Bird, D. J.
The biology and conservation of the fish assemblage of the Severn Estuary (cSAC).
Report Number CCW/SEW/08/1.
Available from: http://eprints.uwe.ac.uk/11831
- Published Version
Publisher's URL: http://www.ccw.gov.uk/Splash.aspx
The Severn Estuary is the second largest estuary in the UK and has been designated a cSAC because it contains habitat types and species that are rare or threatened in Europe, including the anadromous river and sea lampreys and the twaite and allis shads. Extensive intertidal mud and sandflats support vast numbers of benthic invertebrates, fish and internationally important populations of wading birds. More than a hundred species of fish have been identified from the Severn Estuary and its seaward extension, the Bristol Channel. Most of our knowledge of the estuary’s fish community comes from individuals entrained on the cooling water-intake screens used at power stations sited along the English and Welsh shores. Fish abundance at Hinkley Point power station situated at the seaward margin of the estuary in Bridgewater Bay, has been monitored for more than 25 years and similar records are available from Oldbury power station from the 1970s and 1990s. These data have been used to describe the biology and ecology of the more abundant species of fish and crustaceans in the estuary.

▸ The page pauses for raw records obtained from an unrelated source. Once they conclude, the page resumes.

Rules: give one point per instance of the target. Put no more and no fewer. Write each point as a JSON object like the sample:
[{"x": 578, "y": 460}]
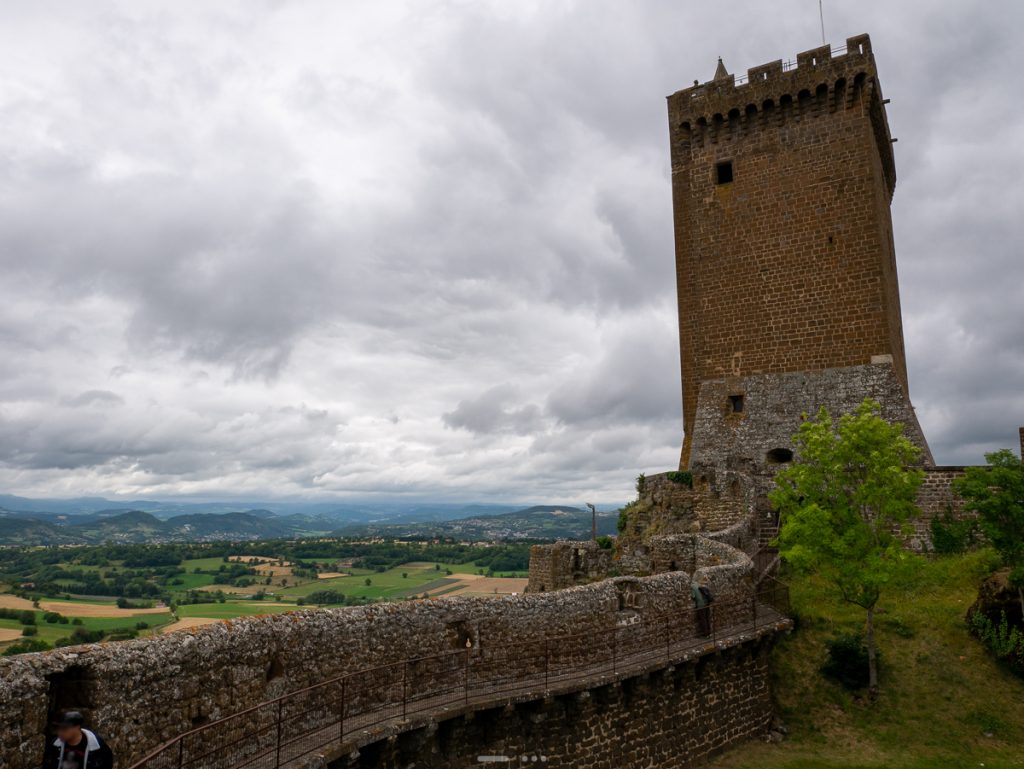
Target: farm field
[
  {"x": 79, "y": 608},
  {"x": 177, "y": 587},
  {"x": 409, "y": 580}
]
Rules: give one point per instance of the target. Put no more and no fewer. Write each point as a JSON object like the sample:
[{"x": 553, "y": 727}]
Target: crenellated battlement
[
  {"x": 822, "y": 66},
  {"x": 821, "y": 81}
]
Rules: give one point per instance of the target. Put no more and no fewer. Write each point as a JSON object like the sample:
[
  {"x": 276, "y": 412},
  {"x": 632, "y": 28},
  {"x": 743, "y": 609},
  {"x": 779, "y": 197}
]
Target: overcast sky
[{"x": 306, "y": 249}]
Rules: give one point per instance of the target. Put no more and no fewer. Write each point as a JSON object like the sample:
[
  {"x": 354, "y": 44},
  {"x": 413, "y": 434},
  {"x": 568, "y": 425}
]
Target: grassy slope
[{"x": 943, "y": 702}]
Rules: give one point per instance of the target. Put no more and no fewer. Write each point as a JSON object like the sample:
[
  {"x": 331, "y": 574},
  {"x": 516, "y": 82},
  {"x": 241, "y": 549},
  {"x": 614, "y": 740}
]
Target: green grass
[
  {"x": 206, "y": 564},
  {"x": 230, "y": 609},
  {"x": 50, "y": 632},
  {"x": 190, "y": 582},
  {"x": 388, "y": 584},
  {"x": 943, "y": 701}
]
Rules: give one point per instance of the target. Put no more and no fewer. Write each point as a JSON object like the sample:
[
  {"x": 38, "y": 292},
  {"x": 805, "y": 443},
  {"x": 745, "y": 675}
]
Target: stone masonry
[
  {"x": 676, "y": 717},
  {"x": 784, "y": 254},
  {"x": 141, "y": 693}
]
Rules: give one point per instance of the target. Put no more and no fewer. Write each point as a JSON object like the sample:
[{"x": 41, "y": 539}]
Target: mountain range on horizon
[{"x": 93, "y": 520}]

Power station samples have enabled factors that affect seasonal and annual variations in the abundance of individual species to be elucidated. The pattern of fish abundance that emerges is one in which sequential waves of different species enter the estuary at specific times of year. These seasonal changes in the fish assemblage are remarkably consistent, but the abundance of individual species can fluctuate markedly from year to year depending on breeding success, juvenile recruitment, changing temperatures, salinity and freshwater discharge. The most abundant species of fish consist primarily of the juveniles of marine species that utilise the estuary as a nursery that are termed marine estuarine-opportunists. Other life-cycle categories include marine stragglers and freshwater species that occasionally stray into estuarine waters, and anadromous and catadromous species that use the estuary as a migratory corridor. The report reviews the biology and ecology of 27 species that are dependant on the estuary for at least some part of their life-cycle and considers factors affecting their seasonal abundance, growth, behaviour and conservation status.

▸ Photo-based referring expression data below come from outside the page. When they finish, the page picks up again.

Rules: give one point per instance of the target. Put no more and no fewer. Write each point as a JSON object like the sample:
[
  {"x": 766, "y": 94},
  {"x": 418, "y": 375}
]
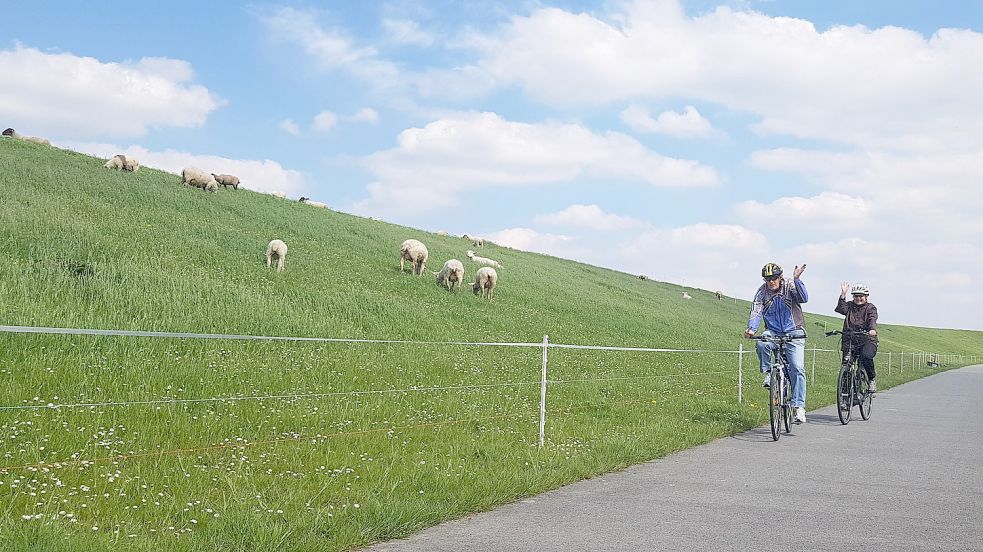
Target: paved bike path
[{"x": 910, "y": 478}]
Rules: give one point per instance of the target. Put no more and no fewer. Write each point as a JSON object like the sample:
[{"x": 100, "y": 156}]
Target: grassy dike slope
[{"x": 277, "y": 456}]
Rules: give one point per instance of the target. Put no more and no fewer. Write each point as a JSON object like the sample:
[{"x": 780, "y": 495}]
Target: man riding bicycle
[
  {"x": 861, "y": 320},
  {"x": 778, "y": 302}
]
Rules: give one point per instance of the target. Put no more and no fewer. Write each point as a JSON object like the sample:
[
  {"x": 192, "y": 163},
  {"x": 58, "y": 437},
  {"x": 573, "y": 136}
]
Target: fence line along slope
[{"x": 207, "y": 444}]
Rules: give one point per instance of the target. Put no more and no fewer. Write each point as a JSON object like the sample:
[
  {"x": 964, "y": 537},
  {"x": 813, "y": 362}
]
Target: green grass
[{"x": 91, "y": 248}]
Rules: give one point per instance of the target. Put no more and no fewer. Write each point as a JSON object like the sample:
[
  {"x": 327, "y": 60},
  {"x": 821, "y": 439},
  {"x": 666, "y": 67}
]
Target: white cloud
[
  {"x": 470, "y": 150},
  {"x": 828, "y": 209},
  {"x": 364, "y": 115},
  {"x": 886, "y": 87},
  {"x": 290, "y": 127},
  {"x": 406, "y": 31},
  {"x": 528, "y": 239},
  {"x": 64, "y": 96},
  {"x": 332, "y": 48},
  {"x": 688, "y": 124},
  {"x": 591, "y": 217},
  {"x": 325, "y": 121},
  {"x": 258, "y": 175}
]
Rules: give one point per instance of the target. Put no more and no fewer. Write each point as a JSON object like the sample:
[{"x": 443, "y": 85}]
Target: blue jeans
[{"x": 795, "y": 355}]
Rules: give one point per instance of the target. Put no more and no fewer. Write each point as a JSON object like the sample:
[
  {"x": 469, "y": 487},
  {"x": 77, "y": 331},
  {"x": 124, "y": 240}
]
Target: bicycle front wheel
[
  {"x": 775, "y": 404},
  {"x": 864, "y": 397},
  {"x": 844, "y": 395}
]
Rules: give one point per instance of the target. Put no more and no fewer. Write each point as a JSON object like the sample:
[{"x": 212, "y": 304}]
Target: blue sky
[{"x": 690, "y": 141}]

Possible reasons for the marked increase in fish abundance that has occurred gradually since the 1970s and more rapidly since 2002 are discussed. The fact that sediment and water quality in the estuary has improved, particularly with regard to heavy metal contamination, may partly explain the increase in fish numbers, but increases in water temperature linked to climate change are likely to be very significant. Other factors that may adversely affect the fish community and threaten its stability include the proposal to construct a barrage across the estuary that will affect the distribution of sediment and interfere with the migratory activity of protected species. Of particular concern is the potential for turbine-induced mortality that is likely to be very significant for some migratory species and also for those marine estuarine-opportunists that show seasonal movements in and out of the estuary. The report concludes by summarising the health of the estuarine fish assemblage and makes recommendations for its future management and conservation.